Archive for March 1, 2013

Computational Thinking in K–12: A report in Ed Researcher

Shuchi Grover and Roy Pea (Stanford) have a review of the field of computational thinking in K-12 schools in this month’s Educational Researcher.  It’s a very nice paper.  I’m excited that the paper is published where it is!  Educational Researcher is the main publication venue for the largest education research organization in the United States (American Educational Research Association).  Roy has been doing work in computing education for a very long time (e.g., “On the prerequisites of learning computer programming,” 1983, Pea and Kurland).  This is computational thinking hitting the education mainstream.

Jeannette Wing’s influential article on computational thinking 6 years ago argued for adding this new competency to every child’s analytical ability as a vital ingredient of science, technology, engineering, and mathematics (STEM) learning. What is computational thinking? Why did this article resonate with so many and serve as a rallying cry for educators, education researchers, and policy makers? How have they interpreted Wing’s definition, and what advances have been made since Wing’s article was published? This article frames the current state of discourse on computational thinking in K–12 education by examining mostly recently published academic literature that uses Wing’s article as a springboard, identifies gaps in research, and articulates priorities for future inquiries.
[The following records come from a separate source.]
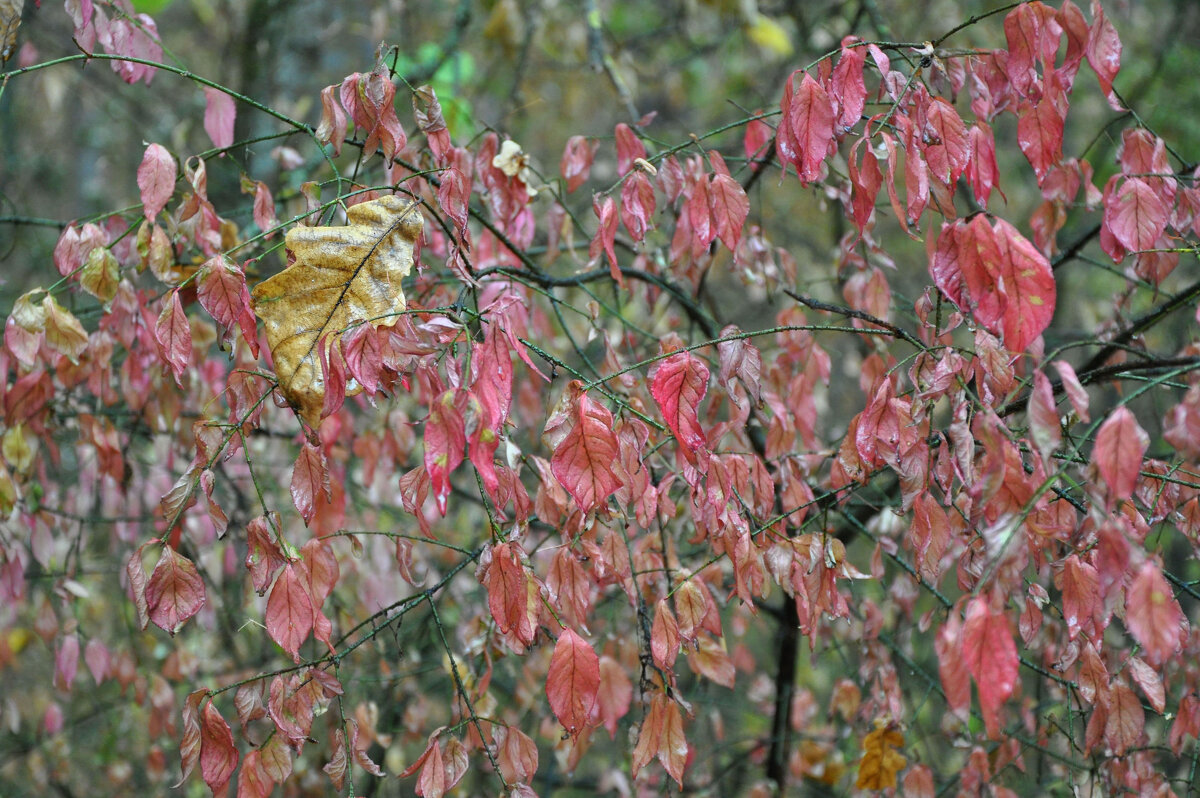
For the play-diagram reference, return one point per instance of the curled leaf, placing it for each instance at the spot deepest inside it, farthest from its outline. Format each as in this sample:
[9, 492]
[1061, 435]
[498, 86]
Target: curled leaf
[342, 276]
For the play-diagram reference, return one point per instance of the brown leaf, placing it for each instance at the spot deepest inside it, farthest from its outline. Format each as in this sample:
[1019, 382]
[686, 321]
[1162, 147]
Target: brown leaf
[342, 276]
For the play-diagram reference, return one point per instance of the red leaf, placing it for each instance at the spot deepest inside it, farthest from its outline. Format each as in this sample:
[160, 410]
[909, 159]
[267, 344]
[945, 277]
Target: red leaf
[174, 592]
[156, 180]
[1104, 52]
[219, 757]
[982, 173]
[190, 744]
[253, 781]
[1146, 678]
[1080, 595]
[1039, 130]
[289, 612]
[1120, 445]
[576, 162]
[846, 84]
[585, 461]
[573, 682]
[1125, 721]
[1029, 287]
[508, 592]
[1152, 613]
[219, 117]
[616, 694]
[1135, 215]
[629, 148]
[808, 115]
[991, 659]
[1044, 426]
[661, 735]
[222, 292]
[637, 204]
[678, 385]
[445, 436]
[174, 336]
[516, 755]
[730, 207]
[137, 580]
[309, 479]
[664, 636]
[865, 183]
[606, 235]
[947, 155]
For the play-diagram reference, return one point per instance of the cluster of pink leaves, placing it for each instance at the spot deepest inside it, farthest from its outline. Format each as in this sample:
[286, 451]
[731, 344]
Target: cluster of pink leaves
[597, 475]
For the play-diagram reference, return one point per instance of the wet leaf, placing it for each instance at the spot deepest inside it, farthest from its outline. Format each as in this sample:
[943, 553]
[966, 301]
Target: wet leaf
[342, 276]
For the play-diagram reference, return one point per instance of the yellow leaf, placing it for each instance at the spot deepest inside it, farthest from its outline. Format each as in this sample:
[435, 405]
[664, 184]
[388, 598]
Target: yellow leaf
[769, 35]
[881, 762]
[342, 276]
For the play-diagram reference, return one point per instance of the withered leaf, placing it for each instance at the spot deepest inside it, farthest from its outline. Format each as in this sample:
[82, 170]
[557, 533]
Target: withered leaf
[341, 276]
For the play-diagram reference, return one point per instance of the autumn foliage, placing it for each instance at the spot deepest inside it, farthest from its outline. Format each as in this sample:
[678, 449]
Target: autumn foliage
[449, 471]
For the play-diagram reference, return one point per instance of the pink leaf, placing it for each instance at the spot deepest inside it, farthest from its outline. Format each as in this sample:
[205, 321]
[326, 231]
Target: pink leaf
[219, 756]
[1104, 52]
[289, 612]
[310, 478]
[1135, 215]
[730, 207]
[219, 117]
[991, 659]
[156, 179]
[174, 592]
[605, 235]
[637, 204]
[573, 682]
[1120, 445]
[585, 461]
[174, 336]
[1152, 613]
[678, 385]
[808, 115]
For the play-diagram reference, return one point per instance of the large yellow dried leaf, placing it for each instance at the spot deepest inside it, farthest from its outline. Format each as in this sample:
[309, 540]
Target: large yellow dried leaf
[341, 276]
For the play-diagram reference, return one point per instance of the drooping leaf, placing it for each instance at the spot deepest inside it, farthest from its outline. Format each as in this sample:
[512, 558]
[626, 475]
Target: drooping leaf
[881, 761]
[586, 460]
[289, 611]
[253, 780]
[174, 592]
[156, 180]
[1120, 445]
[342, 276]
[1135, 214]
[990, 657]
[310, 480]
[678, 384]
[809, 119]
[661, 736]
[664, 636]
[1152, 613]
[174, 336]
[730, 207]
[573, 682]
[219, 756]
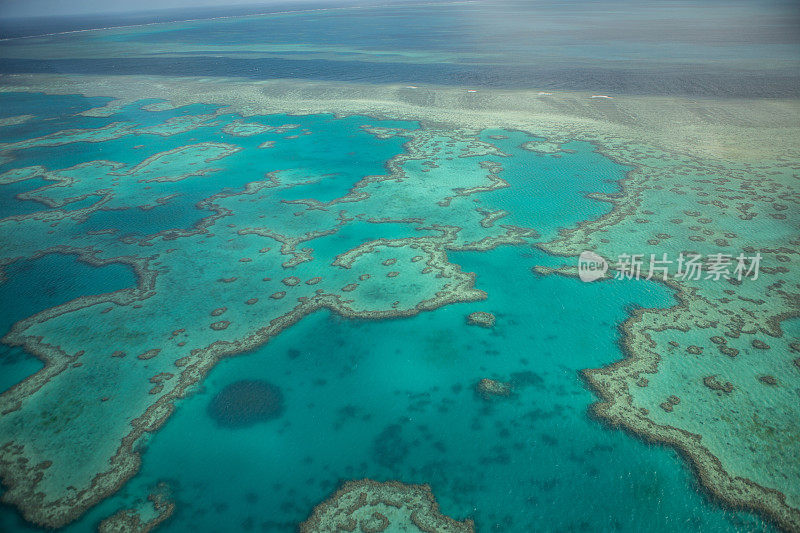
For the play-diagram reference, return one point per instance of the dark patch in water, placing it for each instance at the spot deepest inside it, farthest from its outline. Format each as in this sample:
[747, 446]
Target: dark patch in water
[244, 403]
via Computational Thinking in K–12.

March 1, 2013 at 1:38 am 1 comment

IT skills shortage hampers UK response to cybersecurity needs

From the US yesterday to the UK today, there’s a similar theme connecting computing education and cybersecurity. Maybe the next round of government investment in computing education is going to happen with a goal of providing more warriors (and defenders) in the cybersecurity wars.  The UK is worried (below) that the lack of computing education in schools means that not enough kids are getting interested in computing to work in cybersecurity.

A new report by the National Audit Office claims the IT security skills gap will take up to 20 years to close, and leave UK PLC at risk of attack.

The IT security skills shortage could hamper the UK’s ability to protect itself from cyber threats, as the “decade-long decline” in computer science teaching in schools and universities takes its toll.

via IT skills shortage hampers UK response to cyber threats | IT PRO.